Maness describes Baldwin as a pitching coach who instilled confidence that you can get the job done and to believe in yourself.

“He’s a guy from the area that’s been there and done it,” Maness says. “I’m happy to call him a friend.”

Now the 24-year-old is probably no more than a couple of weeks away from facing a major league batter for the first time himself in an intra-squad game. After pitching by far the most innings in one season in his career, he is feeling strong after an off-season of traveling between Pinehurst and Greenville to work out at East Carolina.

A logical career progression would be a promotion to AAA either after spring training or sometime during the 2013 season.

“I haven’t crossed that bridge yet so I’m going with open expectations,” he says. “Actually playing against and with them (big leaguers) is going to be exciting, and I’m looking forward to it.”

Nice and Easy

Does It

One of the things Maness imparts to people like Tristan Helms, a junior on the Pinecrest pitching staff with college aspirations, is how the strike zone has shrunk from high school to college to the pros.

Another adjustment has been to change from throwing a four-seam fastball most of the time to a two-seam to get more movement.

“You’ve got to be finer with your pitches — just nibble a little bit more — commit to each pitch more,” Maness says.

When people like Baldwin, Shuey and Maness talk pitching, youngsters like 13-year-old Alex Contreras, a student at West Pine Middle School and a member of the Carolina Defenders travel team, listen.

“Seth Maness was out in center field with us talking about how we need to hit our spots and how our ball is going to break,” Contreras said. “That helped a lot. We pay money for this, but I can tell you that it’s worth it and we really appreciate it.”

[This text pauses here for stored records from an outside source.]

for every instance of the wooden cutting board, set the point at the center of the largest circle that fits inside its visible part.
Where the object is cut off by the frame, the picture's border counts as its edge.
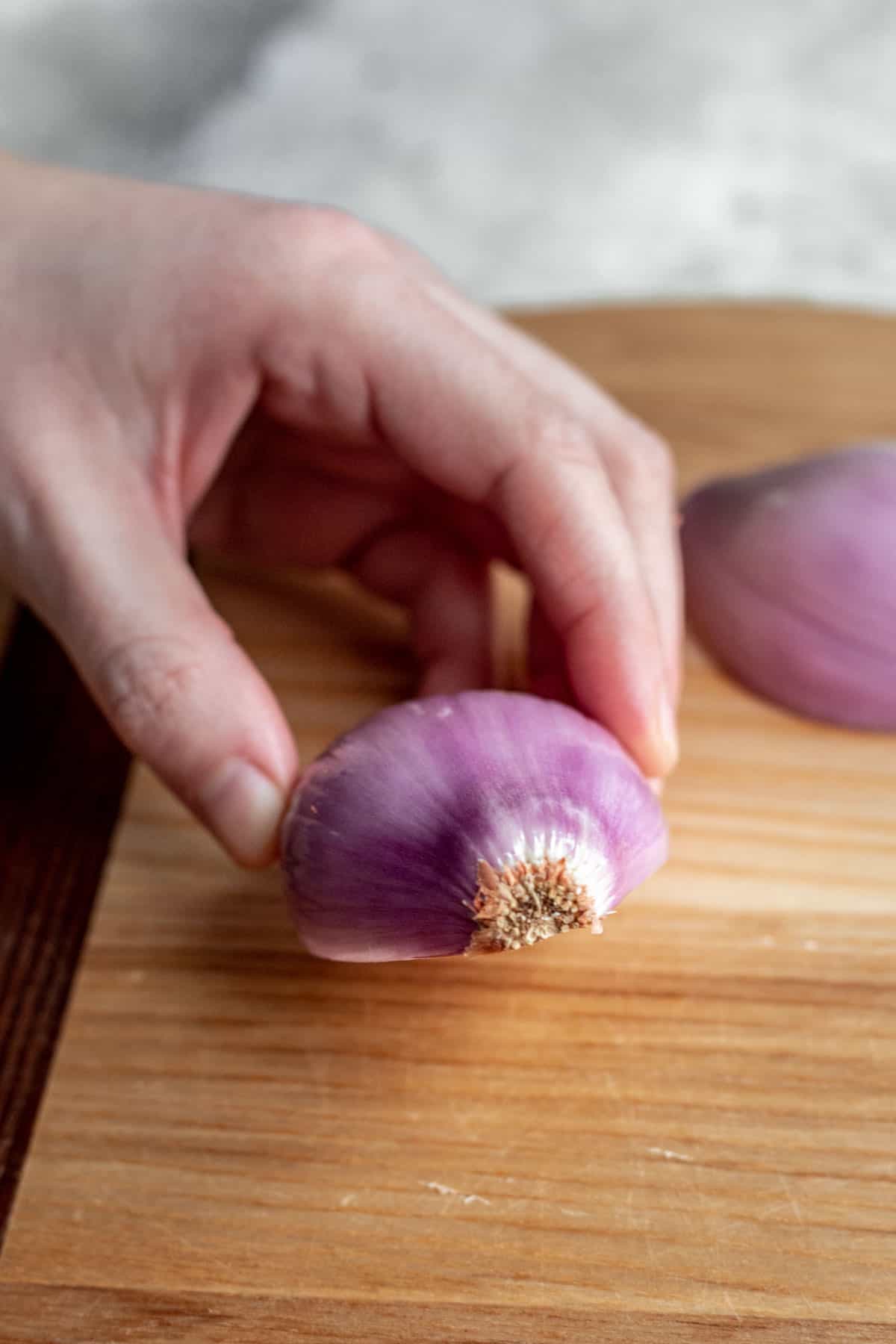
(685, 1130)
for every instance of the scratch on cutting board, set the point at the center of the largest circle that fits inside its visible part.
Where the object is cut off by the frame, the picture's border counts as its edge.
(449, 1189)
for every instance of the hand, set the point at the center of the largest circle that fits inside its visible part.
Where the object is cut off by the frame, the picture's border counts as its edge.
(296, 388)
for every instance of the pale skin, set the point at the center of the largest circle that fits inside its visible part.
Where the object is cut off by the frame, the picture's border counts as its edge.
(284, 383)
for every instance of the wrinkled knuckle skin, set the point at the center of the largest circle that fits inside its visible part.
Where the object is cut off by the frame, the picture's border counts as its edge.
(563, 441)
(148, 687)
(332, 237)
(656, 457)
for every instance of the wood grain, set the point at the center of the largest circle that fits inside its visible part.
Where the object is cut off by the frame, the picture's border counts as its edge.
(684, 1130)
(55, 824)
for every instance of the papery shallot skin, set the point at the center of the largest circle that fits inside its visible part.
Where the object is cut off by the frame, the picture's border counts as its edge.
(469, 823)
(790, 579)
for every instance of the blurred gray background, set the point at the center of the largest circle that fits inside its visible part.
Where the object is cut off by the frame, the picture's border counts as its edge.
(541, 151)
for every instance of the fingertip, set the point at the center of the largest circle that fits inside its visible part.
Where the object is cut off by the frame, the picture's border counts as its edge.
(243, 808)
(657, 747)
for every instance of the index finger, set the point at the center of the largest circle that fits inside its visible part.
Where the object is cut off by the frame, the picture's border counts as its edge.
(467, 417)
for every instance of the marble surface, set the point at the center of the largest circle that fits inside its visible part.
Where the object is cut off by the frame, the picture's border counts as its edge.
(539, 151)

Helms describes Maness as kind of an idol and an inspiration to him as a middle schooler when he watched him pitch for Pinecrest at John W. Williams Stadium.

The left-hander, who led the Patriot pitching staff with a record of 6-2 last season, was soaking in all of the “Maness System” he could.

“He stressed staying ahead of the hitters and eye focus — picking out a spot and then going for that spot,” Helms said.

Maness is currently ranked from No. 12 to No. 20 on various website rankings of Cardinal minor league prospects.

“Maness is the type of pitcher that can’t be evaluated primarily with radar guns,” according to MLB.com in an excerpt from a recent analysis. “His fastball is average, at best, thrown in the 90-91 mph range. Maness does throw it with a lot of sink, leading to many ground-ball outs. Maness throws strikes and has plus command down in the strike zone. He always works ahead, and in 2012, he only had one game where he walked more than one batter.”

Maness left the power pitching tips at the clinic to the two former major leaguers. By Sunday, the young pitching hopefuls were putting some good looking deliveries of the baseball on display under the watchful eyes of the pros.

“I’m not the hard thrower,” Maness said. “That’s James’ and Shuey’s area so I’m helping them stay around the zone and tightening their mechanics, getting them to work fast and hopefully getting the defense to make some plays.”

When Maness pitches for the first time in spring training, there is bound to be some extra adrenalin flowing. But his methods of going about getting batters out is not likely to have changed much from the way sports writer Kary Booher of the Springfield News-Leader described it after a tidy scoreless seven-inning stint against San Antonio last June.

“Watching Seth Maness pitch these days is like sipping iced tea on a front porch swing,” he wrote of the mound artistry he observed. “It’s nice and easy, with no cares in the world.”